Quand débute véritablement l’aventure de Madame Muir ? The Ghost and Mrs. Muir, ce classique du film fantastique réalisé par Joseph L. Mankiewicz en 1947, tisse avec une grande puissance évocatrice des passages entre plusieurs mondes : rêve et réalité, vie et mort, pesanteur terrestre et éclat des vagues. Mais quel est le moment où le récit bascule et pénètre l’autre monde ? La réponse se trouve peut-être au bout d’un travelling.

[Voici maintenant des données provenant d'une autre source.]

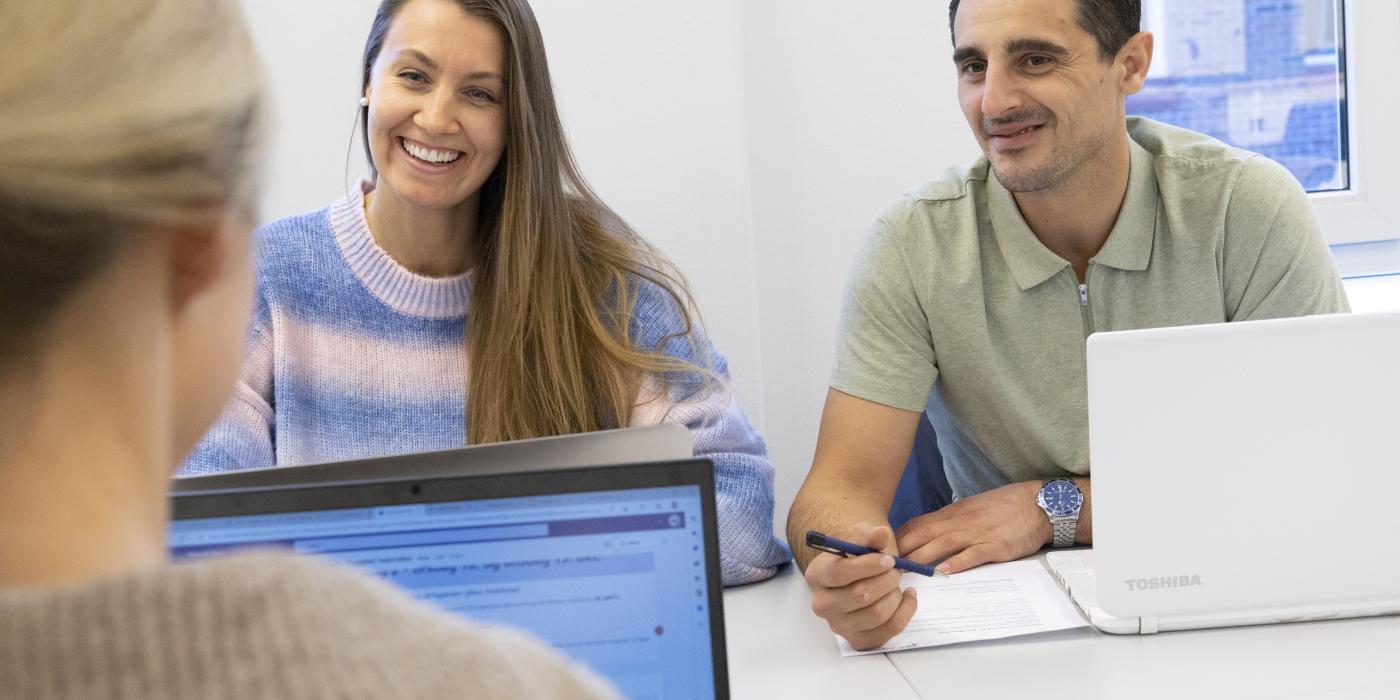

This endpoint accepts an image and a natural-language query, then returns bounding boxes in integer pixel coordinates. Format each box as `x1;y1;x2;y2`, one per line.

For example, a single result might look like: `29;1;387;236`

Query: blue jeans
888;413;953;531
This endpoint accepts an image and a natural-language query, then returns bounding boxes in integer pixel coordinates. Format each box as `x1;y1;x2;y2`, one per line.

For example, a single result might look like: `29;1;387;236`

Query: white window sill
1343;275;1400;313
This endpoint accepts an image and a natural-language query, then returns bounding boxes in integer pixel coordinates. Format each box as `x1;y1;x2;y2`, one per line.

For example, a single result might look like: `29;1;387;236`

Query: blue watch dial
1040;479;1083;517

Ce plan survient lors de la première visite de la demeure de Whitecliff. Jusque-là, le récit demeure tout à fait réaliste, mais une atmosphère particulière semble peser sur la maison. Sa localisation au bord de la mer et le vent qui laisse les portes et fenêtres entrouvertes brouillent légèrement les frontières, empêchent les places de rester figées. L’agent immobilier voudrait partir mais Madame Muir (Gene Tierney) dit « I want to see the inside », signifiant là sa capacité à surmonter les obstacles que la société met sur sa route et, simultanément, donne une clé au spectateur : tout est question de regard.

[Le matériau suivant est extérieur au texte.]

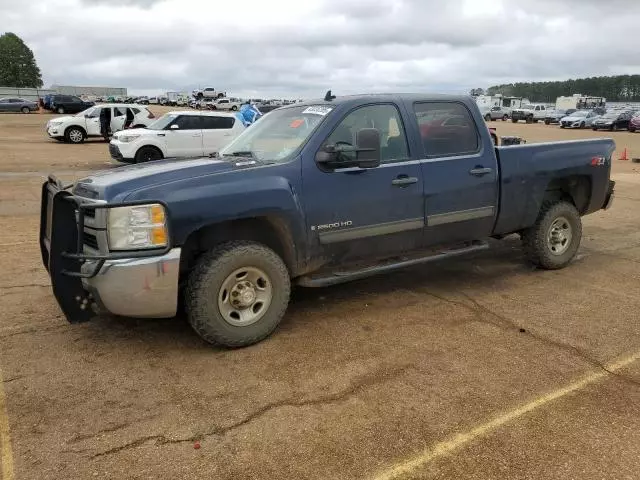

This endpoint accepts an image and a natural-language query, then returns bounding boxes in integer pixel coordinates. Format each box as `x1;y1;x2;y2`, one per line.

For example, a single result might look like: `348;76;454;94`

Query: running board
297;241;489;287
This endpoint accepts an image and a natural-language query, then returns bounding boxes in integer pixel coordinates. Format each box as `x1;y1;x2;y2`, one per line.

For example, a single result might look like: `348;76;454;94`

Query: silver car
559;110;600;129
483;106;510;121
0;97;39;113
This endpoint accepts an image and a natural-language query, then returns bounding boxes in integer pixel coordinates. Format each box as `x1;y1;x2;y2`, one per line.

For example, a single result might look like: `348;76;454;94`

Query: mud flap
45;188;97;323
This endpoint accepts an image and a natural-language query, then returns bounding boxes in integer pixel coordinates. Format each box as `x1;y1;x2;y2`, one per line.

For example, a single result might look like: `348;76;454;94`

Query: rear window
413;102;479;157
201;116;235;129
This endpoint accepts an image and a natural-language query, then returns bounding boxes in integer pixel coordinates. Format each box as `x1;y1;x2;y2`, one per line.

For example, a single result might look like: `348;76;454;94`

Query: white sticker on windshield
302;106;333;116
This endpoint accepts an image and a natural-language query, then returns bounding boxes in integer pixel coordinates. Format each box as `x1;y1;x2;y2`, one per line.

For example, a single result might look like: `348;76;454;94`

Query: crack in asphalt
0;324;66;340
91;364;413;459
422;288;640;389
0;283;50;290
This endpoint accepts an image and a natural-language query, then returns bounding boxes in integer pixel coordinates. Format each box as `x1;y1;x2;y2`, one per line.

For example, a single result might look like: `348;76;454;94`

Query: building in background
50;85;127;97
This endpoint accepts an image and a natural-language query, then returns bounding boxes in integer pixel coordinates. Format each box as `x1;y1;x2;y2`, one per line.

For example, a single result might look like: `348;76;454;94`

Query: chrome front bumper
81;248;181;318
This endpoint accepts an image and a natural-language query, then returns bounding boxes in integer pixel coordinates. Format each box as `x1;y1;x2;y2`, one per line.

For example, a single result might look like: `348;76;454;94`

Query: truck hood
72;156;265;201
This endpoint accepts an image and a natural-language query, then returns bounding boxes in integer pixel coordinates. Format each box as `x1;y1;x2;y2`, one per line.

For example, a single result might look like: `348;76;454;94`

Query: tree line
475;75;640;103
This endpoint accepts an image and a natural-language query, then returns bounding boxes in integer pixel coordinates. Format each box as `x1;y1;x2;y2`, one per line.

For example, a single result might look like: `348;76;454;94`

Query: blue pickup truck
40;93;616;347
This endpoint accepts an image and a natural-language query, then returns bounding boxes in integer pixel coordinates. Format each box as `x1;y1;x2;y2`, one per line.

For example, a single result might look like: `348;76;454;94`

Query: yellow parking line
0;367;15;480
372;351;640;480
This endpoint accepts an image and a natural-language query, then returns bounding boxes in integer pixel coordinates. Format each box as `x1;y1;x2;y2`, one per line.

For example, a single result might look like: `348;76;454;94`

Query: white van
109;110;245;163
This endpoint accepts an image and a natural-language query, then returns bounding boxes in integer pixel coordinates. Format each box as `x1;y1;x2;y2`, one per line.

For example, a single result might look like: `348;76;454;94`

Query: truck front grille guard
42;175;173;280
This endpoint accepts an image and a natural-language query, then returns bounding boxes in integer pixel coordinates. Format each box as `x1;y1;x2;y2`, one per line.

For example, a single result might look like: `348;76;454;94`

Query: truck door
301;103;424;263
412;101;498;246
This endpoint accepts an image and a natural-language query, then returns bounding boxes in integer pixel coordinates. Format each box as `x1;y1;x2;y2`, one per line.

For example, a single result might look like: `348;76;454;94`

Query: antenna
324;90;336;101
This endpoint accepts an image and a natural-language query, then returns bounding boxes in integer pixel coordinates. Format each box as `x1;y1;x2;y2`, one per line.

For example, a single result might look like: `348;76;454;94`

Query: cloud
1;0;639;98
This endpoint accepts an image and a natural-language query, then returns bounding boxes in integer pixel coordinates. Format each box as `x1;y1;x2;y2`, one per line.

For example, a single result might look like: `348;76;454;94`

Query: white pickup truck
511;104;549;123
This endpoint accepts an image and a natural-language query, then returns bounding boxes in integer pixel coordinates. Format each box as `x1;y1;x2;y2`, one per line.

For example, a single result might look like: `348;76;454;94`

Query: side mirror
170;124;180;130
354;128;381;168
315;128;381;169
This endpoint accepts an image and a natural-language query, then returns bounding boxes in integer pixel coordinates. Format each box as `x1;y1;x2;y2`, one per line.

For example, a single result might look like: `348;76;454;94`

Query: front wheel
64;127;85;144
544;119;550;125
134;146;163;163
56;106;65;114
484;114;491;121
21;106;30;114
231;105;238;111
185;241;291;347
512;118;518;123
502;114;509;121
521;201;582;270
629;127;636;133
580;122;585;129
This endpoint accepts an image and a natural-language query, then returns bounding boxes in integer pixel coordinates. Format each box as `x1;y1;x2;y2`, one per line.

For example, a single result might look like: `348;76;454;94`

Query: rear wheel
231;105;238;111
56;106;65;114
64;126;85;144
630;127;636;133
485;114;491;121
580;121;585;129
185;241;291;347
134;146;163;163
512;118;518;123
521;201;582;270
544;119;551;125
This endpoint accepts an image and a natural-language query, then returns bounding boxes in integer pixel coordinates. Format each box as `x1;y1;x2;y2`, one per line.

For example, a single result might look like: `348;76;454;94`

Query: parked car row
485;103;640;132
0;97;39;113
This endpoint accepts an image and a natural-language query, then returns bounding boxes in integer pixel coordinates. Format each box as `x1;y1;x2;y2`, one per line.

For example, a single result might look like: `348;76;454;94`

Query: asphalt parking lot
1;111;640;480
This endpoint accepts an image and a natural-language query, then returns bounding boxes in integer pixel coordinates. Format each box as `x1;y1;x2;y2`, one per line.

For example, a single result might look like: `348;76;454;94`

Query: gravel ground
1;110;640;480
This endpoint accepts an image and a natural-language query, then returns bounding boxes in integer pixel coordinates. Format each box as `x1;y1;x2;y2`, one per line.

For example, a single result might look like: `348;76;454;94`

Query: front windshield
146;113;178;130
76;107;95;117
218;105;331;162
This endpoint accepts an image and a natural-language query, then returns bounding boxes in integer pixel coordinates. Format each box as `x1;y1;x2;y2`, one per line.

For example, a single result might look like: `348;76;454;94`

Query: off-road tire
521;201;582;270
185;241;291;348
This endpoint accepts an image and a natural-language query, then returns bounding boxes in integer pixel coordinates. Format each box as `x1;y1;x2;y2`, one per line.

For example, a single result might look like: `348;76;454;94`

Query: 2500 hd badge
311;221;353;231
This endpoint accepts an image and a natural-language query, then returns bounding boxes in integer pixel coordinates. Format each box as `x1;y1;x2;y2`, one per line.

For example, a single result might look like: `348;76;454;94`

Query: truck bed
493;138;616;235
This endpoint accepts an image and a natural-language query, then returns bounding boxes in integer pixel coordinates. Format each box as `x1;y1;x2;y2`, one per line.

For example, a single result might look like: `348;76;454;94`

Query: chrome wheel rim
547;216;572;255
69;129;83;143
218;267;272;327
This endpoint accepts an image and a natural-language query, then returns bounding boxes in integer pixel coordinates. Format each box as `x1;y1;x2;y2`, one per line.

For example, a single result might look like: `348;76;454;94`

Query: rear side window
172;115;201;130
413;102;479;157
201;116;235;129
131;108;141;114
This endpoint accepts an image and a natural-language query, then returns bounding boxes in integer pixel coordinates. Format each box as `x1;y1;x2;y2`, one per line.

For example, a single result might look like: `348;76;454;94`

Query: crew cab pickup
40;93;616;348
511;104;548;123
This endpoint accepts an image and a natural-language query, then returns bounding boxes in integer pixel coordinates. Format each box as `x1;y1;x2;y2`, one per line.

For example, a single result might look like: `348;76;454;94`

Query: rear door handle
392;176;419;187
469;167;493;176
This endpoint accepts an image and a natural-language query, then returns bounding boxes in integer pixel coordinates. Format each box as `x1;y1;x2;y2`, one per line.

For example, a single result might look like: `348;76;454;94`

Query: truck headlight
107;204;168;250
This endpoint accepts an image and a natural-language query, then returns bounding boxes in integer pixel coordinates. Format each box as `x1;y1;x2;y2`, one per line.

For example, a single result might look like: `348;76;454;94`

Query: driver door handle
392;175;418;187
469;167;492;176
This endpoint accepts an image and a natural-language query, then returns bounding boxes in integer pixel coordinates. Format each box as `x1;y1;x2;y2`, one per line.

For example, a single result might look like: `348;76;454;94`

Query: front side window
323;104;409;164
172;115;201;130
414;102;479;157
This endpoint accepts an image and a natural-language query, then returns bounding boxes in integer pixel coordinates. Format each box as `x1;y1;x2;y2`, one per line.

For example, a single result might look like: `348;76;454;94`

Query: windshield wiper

Voir l’intérieur du tableau

Les personnages entrent : ils sont cadrés dans un plan large classique qui les montre au bas d’un escalier comme sur une scène de théâtre. Dans la continuité, Madame Muir voit une porte cachant une pièce sombre et s’avance pour l’ouvrir complètement. La caméra de Mankiewicz suit son mouvement en un traveling pour se rapprocher d’elle et faire apparaitre, seule lumière au fond de l’obscurité le visage du Capitaine Gregg (Rex Harrison), faisant face à l’héroïne, filmée de dos. S’ensuit un champ / contre-champ qui rationalise l’événement : il ne s’agit que d’un tableau et du portrait de l’homme qui vivait ici. Le fantôme fera surface un peu plus tard, via une ombre surmontant la femme endormie et, finalement, par une incarnation véritable au milieu de la nuit et de la cuisine à la lumière d’une bougie.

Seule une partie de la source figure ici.